Filing Business Records

In addition to securing any permits or licenses that are required, there are certain forms of business, like LLCs (limited liability companies) and corporations must file records with the state. These documents must be filed with the SOS (Secretary of State) in South Dakota. To learn more, visit the SOS website and head to the section on Business Services.

Obtaining Professional Licensing

Depending on your occupation, it may be necessary for you to be licensed by South Dakota. State licensing for professionals is handled by the South Dakota DLR (Department of Labor and Regulation). If you visit the DLR site and head to the section on Occupational Licensing Agencies, you’ll find a list of state boards and agencies that are responsible for regulating different occupations and professionals. You can find a searchable list of licensing boards and agencies on the South Dakota Boards and Commissions Portal. On these sites, you’ll also be able to find in-depth information about these professions and occupations.

Certain occupations, like attorneys and physicians, aren’t listed on the sites above. If you need information on these occupations, you’ll need to visit the site for the board that regulated them.

Registering a Fictitious or Assumed Business Names

In many cases, small businesses operate under a business name rather than the name of the owner. Beyond that, it isn’t unusual for a business to register under a state using one name but operate under a different name later on. It’s especially common to see LLCs and corporations doing this. In a scenario like this, the alternative name could be referred to as a fictitious name, an assumed name, a trade name, or be referred to as a DBA, which stands for “doing business as.” South Dakota law states that if a partnership, corporation, or LLC is doing business under a name other than the one on file with the SOS, that business needs to file a fictitious name reservation. This is also necessary for a proprietorship that does not have the surname of all proprietors in the name. If you’d like to find out more, you can visit the SOS site’s section on Fictitious Business Name Registration.

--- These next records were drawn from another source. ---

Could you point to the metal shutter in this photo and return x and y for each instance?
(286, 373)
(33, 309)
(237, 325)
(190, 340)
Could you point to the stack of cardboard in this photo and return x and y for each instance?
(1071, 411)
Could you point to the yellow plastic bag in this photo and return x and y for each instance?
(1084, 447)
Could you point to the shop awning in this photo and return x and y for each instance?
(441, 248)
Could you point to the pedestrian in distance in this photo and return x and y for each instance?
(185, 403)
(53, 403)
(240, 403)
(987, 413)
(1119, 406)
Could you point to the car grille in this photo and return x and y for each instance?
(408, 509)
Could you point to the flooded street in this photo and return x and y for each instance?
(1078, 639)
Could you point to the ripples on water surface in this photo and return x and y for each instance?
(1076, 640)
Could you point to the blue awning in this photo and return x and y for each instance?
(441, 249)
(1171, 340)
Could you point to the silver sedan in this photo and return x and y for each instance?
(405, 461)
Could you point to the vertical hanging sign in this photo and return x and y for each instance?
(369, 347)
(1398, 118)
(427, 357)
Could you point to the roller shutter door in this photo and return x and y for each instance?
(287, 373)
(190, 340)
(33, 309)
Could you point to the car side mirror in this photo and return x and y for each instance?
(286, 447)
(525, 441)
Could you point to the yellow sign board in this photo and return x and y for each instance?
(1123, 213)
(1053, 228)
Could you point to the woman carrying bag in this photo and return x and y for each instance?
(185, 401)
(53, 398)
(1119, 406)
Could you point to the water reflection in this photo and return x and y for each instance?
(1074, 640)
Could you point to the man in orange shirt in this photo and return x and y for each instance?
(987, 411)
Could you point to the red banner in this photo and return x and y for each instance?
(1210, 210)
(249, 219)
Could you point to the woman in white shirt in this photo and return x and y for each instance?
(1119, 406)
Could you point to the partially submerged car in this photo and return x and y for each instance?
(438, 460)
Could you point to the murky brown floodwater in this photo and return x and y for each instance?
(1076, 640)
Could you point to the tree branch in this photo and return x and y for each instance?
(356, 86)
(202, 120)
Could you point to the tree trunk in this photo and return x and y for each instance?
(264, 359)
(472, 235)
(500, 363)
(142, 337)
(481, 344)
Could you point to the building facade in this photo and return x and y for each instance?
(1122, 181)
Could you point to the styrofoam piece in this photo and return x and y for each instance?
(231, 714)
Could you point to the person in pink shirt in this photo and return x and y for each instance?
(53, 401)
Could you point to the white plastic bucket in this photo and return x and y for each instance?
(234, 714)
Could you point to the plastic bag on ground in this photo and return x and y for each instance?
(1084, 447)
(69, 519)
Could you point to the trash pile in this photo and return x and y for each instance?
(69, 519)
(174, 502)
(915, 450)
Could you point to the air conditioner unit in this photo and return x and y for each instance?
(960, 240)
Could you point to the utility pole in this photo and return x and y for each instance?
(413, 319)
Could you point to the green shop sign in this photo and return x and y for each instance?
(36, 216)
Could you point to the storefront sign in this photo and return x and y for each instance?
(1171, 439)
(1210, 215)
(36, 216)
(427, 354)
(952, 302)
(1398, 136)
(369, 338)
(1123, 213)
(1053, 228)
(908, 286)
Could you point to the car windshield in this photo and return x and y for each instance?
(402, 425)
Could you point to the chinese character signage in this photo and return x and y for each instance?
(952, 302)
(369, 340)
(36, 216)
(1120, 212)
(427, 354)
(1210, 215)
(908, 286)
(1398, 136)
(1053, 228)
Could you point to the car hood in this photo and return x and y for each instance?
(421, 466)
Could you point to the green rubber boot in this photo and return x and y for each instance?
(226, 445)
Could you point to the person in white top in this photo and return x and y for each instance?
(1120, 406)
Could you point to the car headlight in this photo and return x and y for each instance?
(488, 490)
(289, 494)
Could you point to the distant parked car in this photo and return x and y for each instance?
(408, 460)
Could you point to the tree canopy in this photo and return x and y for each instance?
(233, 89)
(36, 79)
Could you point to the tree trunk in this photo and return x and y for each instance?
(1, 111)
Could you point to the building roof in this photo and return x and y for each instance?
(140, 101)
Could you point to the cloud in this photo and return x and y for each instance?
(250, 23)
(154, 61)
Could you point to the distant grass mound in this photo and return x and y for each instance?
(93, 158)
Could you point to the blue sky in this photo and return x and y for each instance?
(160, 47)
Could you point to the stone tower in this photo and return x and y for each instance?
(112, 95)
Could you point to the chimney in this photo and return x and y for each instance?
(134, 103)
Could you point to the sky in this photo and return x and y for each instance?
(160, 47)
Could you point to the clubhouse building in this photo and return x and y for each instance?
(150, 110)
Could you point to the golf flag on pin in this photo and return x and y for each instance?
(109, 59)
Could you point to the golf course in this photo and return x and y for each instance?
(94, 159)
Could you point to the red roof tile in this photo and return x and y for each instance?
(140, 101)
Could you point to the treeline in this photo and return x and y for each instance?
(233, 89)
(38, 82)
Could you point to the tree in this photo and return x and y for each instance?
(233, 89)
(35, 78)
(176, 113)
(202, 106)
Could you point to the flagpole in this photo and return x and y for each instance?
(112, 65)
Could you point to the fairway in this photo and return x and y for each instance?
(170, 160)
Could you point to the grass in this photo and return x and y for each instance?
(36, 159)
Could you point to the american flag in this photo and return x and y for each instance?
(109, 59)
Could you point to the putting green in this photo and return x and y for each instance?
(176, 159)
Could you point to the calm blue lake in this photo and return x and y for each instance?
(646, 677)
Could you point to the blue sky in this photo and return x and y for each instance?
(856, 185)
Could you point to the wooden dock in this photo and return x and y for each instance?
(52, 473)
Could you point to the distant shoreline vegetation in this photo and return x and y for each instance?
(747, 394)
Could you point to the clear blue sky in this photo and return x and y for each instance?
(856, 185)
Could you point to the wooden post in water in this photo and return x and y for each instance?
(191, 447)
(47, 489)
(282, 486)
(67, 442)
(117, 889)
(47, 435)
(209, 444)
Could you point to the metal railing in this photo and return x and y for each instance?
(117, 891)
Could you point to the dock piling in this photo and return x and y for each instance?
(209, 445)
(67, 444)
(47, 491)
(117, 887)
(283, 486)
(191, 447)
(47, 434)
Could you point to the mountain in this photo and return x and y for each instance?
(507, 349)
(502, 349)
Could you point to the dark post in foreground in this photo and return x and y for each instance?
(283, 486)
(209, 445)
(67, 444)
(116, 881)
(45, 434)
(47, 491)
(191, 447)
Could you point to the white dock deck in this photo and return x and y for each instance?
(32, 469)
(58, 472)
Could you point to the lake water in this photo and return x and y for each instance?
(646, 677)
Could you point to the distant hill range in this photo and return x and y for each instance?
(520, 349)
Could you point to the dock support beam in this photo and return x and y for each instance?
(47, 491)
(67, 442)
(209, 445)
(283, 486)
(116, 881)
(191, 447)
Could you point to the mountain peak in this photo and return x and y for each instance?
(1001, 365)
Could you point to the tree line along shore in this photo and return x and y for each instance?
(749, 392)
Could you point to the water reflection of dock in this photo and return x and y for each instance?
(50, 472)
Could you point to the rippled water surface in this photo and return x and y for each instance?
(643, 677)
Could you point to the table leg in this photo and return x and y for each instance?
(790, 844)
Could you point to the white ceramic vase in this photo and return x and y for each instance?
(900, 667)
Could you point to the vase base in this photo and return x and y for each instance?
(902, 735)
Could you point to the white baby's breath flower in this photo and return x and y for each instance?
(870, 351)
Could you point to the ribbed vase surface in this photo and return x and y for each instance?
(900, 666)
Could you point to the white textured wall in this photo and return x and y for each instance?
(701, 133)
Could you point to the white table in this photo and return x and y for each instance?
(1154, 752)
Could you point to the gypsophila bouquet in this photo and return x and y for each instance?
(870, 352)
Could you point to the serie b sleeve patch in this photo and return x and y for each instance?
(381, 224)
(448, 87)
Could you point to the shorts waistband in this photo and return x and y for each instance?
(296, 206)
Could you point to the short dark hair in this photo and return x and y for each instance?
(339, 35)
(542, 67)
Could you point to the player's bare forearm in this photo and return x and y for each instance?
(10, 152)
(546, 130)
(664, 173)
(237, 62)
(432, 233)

Registering Service Marks, Trade Names, and Trademarks

Service marks, trade names, and trademarks all have their own legal definitions. In a general sense, however, all of these terms can be utilized to provide unique identification to a service, product, or business. This can help to distinguish businesses, products, and services from competitors. It’s possible to register service marks and trademarks with South Dakota. It’s important to note that this is separate from federal registration. If you’d like to find out more, visit the SOS site and view the section on Trademark Name Registration.